Too Short for a Blog Post, Too Long for a Tweet 134

Here are a couple of excerpts from a book I recently read, "White Trash: The 400-Year Untold History of Class in America," by Nancy Isenberg:



Male dominance was unquestioned, and ranks so clearly spelled out, that no one could miss the power outlined in something so simple as a seating chart. Members and nonmembers sat apart; husbands and wives were divided; men sat on one side of the room, women on the other. Prominent men occupied the first two rows of benches: the first was reserved exclusively for magistrates, the second for the families of the minister and governor, as well as wealthy merchants. The more sons a man had, the better his pew. Age, reputation, marriage, and estate were all properly calculated before a church seat was assigned.

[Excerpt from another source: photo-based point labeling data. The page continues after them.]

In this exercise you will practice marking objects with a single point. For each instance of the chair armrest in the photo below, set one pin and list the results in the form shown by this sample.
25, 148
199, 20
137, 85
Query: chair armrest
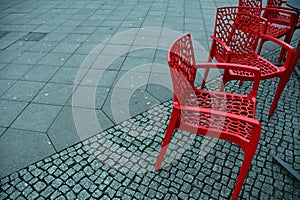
227, 49
284, 45
219, 113
230, 66
288, 14
283, 8
222, 43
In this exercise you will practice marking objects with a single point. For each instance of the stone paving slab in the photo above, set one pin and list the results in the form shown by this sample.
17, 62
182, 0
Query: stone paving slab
61, 37
119, 162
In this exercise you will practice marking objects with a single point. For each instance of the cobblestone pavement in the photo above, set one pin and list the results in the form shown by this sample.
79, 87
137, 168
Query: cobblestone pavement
42, 157
119, 162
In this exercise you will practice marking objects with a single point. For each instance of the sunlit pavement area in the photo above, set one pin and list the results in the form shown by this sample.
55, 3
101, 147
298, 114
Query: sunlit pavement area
85, 98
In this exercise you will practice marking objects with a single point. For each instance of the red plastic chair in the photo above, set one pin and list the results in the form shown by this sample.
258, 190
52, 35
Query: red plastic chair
235, 41
281, 17
281, 22
221, 115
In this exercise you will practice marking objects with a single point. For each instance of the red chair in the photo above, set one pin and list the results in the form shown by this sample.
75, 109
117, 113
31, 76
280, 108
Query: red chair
281, 18
235, 41
221, 115
281, 22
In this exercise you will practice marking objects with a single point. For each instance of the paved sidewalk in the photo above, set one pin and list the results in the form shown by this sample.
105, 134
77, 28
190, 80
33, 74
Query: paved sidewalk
48, 57
74, 78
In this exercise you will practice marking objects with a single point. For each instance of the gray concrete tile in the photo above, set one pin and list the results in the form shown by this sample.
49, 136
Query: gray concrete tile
133, 79
75, 38
75, 60
85, 29
56, 59
8, 56
3, 65
88, 97
65, 75
63, 132
41, 73
54, 94
18, 151
45, 28
131, 63
123, 103
5, 84
85, 48
65, 47
102, 78
108, 62
14, 71
23, 91
2, 130
9, 111
21, 46
43, 46
29, 58
37, 117
54, 37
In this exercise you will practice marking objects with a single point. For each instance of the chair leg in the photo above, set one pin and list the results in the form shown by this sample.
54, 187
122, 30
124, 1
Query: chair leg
206, 71
173, 124
260, 46
280, 87
287, 40
225, 79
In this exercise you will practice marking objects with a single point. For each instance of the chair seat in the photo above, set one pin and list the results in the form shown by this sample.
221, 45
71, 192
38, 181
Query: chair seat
252, 59
230, 103
276, 31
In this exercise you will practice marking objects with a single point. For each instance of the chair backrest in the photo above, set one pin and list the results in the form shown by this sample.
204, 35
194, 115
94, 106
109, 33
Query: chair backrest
182, 67
274, 3
251, 3
237, 28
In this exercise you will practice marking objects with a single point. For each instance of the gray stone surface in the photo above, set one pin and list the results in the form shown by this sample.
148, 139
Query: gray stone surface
18, 150
10, 110
37, 117
43, 47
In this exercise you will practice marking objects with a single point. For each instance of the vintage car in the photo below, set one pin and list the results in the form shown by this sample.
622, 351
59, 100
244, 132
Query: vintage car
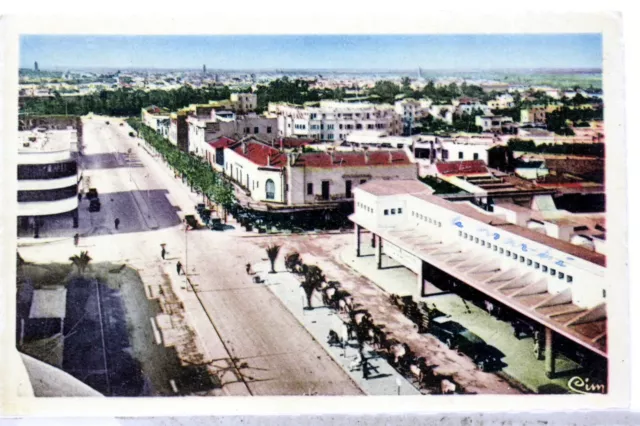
456, 336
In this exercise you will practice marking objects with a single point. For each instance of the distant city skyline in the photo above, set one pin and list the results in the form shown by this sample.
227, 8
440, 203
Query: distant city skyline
270, 52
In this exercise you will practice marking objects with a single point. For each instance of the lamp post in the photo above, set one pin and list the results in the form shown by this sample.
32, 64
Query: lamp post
345, 339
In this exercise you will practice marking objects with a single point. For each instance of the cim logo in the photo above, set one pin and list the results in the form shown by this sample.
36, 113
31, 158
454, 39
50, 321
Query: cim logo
583, 386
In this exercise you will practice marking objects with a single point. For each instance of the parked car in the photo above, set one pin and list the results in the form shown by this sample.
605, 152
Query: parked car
456, 336
92, 193
94, 205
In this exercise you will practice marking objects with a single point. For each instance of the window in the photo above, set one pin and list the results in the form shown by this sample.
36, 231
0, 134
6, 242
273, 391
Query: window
270, 189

Puritans were obsessed with class rank. It meant security to them, and they could not disguise the anxiety that even the thought of its disruption—or dissolution—produced.



As the colonies’ leading man of science, Franklin popularized the latest theories. Of primary interest here are his efforts to apply scientific knowledge to that most perplexing of all subjects: the creation of classes. It was an article of faith in eighteenth-century British thought that civilized societies usually formed out of the fundamental human need for security to ensure survival, but the same societies were gradually corrupted by a preoccupation with luxuries, which resulted in decadence. The rise and fall of the Roman Empire stood behind such theorizing; what Franklin did was to shift the focus to human biology. Underneath all human endeavors were gut-level animal instincts—and foremost for Franklin was the push and pull of pain and pleasure. Too much pleasure produced a decadent society; too much pain led to tyranny and oppression. Somewhere in between was a happy medium, a society that channeled humanity’s better animal instincts.

Did North America offer the environment to achieve this happy medium? Franklin thought so. Its unique environment could strip away the unnatural conditions of the Old World system. The vast continent would give Americans a demographic advantage in breeding quickly and more fruitfully than their English counterparts. Freed from congested cities, as well as the swelling numbers of unemployed and impoverished, Americans would escape the extremes of great wealth and grinding poverty. Instead of a frantic competition over resources, the majority would be perfectly content to occupy a middling stage, what he called a “happy mediocrity.”